# Kraken G12 + Welche AiO?



## Cullypso (2. Juni 2019)

Hallo zusammen!

Das ist mein erster Post hier also wenn ich irgendwas vergesse o.Ä. lasst es mich gerne wissen!
Ich spiele mit dem Gedanken mein mein Gehäuse + Kühlung aufzurüsten. Momentan ist nämlich noch alles in einem alten eBay Büro-Gehäuse verbaut, in das zwar alles reinpasst aber... Naja ihr werdet wohl wissen was dagegen spricht das weiter zu benutzen... Ich bin schon ewig lange ein Nanoxia, BeQuiet und CoolerMaster Fan und da ich 3 5,25", keine LEDs, kein Sichtfenster und generell ein eher schlichtes Design mit Staubfiltern  haben möchte, habe ich mich jetzt eigentlich für das alte Nanoxia Deep Silence 1 rev.B entschieden (dazu mache ich gleich auch noch einen Post auf. Ich bin aber auch hier offen für Alternativen oder Kritik an dem Gehäuse). Nur, dass ihr mal wisst wo das ganze reinverbaut werden soll. 
Der weitere Plan zum Aufrüsten war dann einen gescheiten CPU Luftkühler zu holen und eben das Kraken G12 + AiO für die GPU, damit die hoffentlich ein bisschen länger lebt, besser gekühlt ist und leiser ist (es sollte also keine unglaublich laute AiO WaKü sein. Außerdem werde ich die Lüfter vom Gehäuse eventuell noch upgraden. Je nach dem wie laut sie sind.

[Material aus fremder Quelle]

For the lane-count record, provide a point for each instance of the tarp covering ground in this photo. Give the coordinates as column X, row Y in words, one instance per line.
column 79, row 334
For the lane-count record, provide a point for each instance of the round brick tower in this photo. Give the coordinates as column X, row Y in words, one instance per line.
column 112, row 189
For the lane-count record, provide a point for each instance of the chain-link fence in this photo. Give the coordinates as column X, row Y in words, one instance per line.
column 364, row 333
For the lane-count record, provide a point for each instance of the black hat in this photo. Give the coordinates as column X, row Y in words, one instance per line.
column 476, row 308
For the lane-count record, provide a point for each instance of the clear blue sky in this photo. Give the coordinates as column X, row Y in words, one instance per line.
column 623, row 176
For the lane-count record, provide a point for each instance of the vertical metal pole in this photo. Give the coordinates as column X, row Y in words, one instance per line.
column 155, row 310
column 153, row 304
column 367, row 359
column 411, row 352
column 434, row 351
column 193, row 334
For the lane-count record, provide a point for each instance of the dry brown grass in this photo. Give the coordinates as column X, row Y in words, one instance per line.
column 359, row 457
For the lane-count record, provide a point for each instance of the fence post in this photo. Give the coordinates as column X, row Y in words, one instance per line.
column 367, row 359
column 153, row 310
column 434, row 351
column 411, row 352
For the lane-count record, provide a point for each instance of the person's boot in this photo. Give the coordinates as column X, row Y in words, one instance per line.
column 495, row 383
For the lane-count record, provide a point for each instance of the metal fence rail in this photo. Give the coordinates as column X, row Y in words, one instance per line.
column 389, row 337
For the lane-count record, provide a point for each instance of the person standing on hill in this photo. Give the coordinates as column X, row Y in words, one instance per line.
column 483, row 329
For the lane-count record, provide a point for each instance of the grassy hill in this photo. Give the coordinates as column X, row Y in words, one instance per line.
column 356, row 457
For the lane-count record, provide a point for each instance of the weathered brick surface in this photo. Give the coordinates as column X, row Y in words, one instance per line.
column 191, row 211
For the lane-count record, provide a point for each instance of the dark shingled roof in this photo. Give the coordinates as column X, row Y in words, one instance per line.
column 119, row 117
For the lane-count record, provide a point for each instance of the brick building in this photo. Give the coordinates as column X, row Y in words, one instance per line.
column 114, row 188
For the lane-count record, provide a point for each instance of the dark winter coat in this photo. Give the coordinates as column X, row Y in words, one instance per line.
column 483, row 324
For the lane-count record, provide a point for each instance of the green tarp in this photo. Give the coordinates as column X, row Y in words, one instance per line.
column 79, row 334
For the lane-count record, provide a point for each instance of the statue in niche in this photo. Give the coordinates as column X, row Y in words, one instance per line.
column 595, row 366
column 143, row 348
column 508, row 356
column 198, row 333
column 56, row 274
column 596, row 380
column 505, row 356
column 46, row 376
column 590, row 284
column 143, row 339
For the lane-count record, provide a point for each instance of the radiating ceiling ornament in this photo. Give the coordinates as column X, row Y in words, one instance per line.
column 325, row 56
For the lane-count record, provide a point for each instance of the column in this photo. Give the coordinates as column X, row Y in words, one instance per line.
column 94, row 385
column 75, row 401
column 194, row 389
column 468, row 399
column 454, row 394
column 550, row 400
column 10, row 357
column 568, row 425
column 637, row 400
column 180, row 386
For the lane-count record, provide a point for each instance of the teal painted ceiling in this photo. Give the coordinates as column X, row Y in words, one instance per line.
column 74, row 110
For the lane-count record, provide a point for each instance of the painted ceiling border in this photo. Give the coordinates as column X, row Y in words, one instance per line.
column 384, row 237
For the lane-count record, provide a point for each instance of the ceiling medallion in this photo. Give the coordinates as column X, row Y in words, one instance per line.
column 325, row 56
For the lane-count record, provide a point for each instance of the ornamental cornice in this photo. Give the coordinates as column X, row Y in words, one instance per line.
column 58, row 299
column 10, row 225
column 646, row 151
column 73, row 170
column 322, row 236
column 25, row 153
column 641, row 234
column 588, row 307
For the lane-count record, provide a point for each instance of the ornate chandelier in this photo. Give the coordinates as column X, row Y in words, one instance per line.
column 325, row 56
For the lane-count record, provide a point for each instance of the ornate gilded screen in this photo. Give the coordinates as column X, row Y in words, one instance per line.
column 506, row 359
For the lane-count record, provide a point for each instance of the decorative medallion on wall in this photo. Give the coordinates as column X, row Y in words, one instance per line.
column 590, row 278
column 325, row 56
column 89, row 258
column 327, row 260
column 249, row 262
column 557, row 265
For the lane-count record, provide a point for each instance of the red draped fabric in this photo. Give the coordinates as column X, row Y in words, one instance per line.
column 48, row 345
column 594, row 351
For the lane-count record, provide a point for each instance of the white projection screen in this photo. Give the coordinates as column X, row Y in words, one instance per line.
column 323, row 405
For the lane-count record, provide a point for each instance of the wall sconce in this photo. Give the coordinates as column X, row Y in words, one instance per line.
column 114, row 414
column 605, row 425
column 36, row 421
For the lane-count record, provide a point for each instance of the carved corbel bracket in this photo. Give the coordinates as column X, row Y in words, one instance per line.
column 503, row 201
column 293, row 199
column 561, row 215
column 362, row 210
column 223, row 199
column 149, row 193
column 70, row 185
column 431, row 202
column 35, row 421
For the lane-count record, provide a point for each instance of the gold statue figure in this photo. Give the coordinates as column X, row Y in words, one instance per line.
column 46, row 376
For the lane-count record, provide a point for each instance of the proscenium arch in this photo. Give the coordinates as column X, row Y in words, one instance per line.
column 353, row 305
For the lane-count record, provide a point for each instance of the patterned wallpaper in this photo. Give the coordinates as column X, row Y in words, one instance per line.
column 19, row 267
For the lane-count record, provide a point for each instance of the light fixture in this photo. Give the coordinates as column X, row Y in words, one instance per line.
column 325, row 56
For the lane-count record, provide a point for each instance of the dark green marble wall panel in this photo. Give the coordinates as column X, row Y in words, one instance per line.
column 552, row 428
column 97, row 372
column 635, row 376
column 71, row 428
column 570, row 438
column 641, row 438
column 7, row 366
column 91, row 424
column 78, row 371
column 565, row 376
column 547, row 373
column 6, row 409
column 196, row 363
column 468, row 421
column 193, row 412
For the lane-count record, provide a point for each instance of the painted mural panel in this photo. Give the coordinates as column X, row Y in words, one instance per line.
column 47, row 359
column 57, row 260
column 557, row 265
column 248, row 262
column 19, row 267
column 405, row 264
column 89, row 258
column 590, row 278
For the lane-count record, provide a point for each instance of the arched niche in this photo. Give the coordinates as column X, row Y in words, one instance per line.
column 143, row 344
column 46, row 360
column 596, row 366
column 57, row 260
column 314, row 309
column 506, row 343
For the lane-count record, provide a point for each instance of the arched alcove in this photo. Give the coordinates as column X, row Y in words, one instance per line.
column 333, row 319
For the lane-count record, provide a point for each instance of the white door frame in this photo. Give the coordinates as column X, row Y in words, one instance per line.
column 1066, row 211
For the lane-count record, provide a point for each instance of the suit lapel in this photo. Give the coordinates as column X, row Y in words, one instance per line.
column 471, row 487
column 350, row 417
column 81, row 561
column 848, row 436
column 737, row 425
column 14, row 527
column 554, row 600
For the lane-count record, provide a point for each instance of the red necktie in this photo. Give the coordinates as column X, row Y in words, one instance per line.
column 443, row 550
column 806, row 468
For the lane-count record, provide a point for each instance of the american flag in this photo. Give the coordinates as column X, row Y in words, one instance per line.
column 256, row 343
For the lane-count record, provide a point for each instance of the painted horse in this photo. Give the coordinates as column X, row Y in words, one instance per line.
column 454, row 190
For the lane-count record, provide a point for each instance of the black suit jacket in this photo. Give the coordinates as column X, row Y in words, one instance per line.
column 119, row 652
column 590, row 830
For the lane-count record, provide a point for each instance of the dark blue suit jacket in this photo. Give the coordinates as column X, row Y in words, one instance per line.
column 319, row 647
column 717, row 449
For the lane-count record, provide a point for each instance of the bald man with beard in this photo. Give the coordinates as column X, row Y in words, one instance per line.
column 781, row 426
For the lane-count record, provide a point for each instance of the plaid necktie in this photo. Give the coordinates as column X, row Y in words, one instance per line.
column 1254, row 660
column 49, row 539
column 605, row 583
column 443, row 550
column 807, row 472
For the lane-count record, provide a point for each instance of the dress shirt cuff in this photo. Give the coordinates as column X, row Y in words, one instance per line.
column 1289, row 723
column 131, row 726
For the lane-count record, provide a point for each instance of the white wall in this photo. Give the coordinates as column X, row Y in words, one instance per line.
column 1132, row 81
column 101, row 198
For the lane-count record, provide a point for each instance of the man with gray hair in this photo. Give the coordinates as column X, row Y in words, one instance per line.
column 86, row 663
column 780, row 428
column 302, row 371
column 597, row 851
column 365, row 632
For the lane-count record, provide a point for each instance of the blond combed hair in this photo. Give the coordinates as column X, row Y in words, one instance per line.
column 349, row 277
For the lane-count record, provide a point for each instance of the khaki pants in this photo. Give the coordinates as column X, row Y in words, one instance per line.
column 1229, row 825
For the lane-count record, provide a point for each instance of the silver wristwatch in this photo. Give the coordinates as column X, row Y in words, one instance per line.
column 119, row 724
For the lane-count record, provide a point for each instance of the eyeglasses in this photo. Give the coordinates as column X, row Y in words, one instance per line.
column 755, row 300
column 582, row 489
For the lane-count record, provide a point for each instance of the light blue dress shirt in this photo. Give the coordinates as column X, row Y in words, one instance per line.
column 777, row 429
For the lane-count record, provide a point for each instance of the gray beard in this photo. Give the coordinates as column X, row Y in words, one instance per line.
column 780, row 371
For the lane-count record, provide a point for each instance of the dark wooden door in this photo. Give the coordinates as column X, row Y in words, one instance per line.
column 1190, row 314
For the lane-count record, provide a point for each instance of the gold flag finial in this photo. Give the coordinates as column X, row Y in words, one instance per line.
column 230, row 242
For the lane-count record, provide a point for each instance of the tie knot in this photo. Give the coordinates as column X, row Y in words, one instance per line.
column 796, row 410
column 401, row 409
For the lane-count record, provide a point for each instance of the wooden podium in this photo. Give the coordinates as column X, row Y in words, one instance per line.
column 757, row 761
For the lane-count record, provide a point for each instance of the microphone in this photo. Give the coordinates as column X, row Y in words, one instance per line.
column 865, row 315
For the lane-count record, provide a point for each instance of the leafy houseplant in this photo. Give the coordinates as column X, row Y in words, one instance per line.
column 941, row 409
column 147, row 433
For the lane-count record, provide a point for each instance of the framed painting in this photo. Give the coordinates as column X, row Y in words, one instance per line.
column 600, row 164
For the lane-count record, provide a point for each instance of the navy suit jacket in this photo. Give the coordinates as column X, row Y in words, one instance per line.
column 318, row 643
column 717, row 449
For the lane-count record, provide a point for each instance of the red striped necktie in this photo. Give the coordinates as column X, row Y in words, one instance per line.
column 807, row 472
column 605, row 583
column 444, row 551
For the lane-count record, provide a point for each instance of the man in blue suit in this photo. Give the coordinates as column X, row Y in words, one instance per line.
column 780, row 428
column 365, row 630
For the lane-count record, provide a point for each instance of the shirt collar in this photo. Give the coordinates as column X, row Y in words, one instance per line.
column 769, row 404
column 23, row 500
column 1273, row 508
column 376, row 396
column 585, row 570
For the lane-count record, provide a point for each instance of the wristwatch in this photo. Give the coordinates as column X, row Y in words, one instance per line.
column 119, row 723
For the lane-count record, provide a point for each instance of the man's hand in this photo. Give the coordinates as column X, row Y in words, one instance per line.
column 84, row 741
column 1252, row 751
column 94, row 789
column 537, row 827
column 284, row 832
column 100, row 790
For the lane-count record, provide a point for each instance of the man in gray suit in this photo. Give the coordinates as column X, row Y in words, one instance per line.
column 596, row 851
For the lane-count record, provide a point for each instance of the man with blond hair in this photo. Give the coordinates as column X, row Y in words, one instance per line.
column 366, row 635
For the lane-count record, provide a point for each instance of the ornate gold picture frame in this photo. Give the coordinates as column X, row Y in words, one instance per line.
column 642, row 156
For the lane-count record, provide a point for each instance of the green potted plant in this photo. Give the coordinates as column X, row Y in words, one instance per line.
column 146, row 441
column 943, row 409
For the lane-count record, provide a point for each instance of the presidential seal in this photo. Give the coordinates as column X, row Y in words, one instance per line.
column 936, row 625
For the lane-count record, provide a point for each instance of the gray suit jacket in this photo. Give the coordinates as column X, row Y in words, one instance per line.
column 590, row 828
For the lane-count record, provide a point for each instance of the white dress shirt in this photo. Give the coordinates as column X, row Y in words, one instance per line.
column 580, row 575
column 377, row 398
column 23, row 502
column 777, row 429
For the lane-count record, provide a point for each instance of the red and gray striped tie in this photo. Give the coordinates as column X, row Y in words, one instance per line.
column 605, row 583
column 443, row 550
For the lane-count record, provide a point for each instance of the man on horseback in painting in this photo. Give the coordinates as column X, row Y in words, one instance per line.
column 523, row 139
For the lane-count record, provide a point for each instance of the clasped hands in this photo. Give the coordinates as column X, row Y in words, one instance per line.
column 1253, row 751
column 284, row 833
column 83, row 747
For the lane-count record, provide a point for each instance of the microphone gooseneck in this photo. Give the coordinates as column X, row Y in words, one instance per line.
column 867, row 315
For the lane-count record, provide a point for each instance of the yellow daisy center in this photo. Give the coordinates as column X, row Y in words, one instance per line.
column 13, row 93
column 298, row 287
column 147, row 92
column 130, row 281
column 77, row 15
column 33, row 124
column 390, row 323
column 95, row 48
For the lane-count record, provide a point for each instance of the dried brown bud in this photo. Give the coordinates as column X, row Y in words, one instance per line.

Sorry erstmal dafür, dass ich so viel ums Thema herumrede aber ich fand es ist ganz wichtig, dass man mal einen Übersicht über die Lage kriegt. 

Also: Das DS1 bieter oben und vorne Platz für Radiatoren bis 240mm wenn ich mich nicht irre. Den oben würde ich aber ungerne nutzen und vorne würde sowieso mit Radiator und Lüftern dann eine Push-/Pull Konfiguration entstehen, die ja optimal ist. Zumindest sagt das meine Recherche. Ich kenne mich noch nicht besonders gut mit WaKü's aus.
Ich suche also eine AiO mit folgenden Kriterien:
- Keine Beleuchtung
- 240mm Radiator 
- Keine laute Pumpe (ich denke die Lüfter kann ich durch leise ersetzen)
- Natürlich kompatibel mit dem Kraken G12 (Das wird die Suche wohl am meisten einengen)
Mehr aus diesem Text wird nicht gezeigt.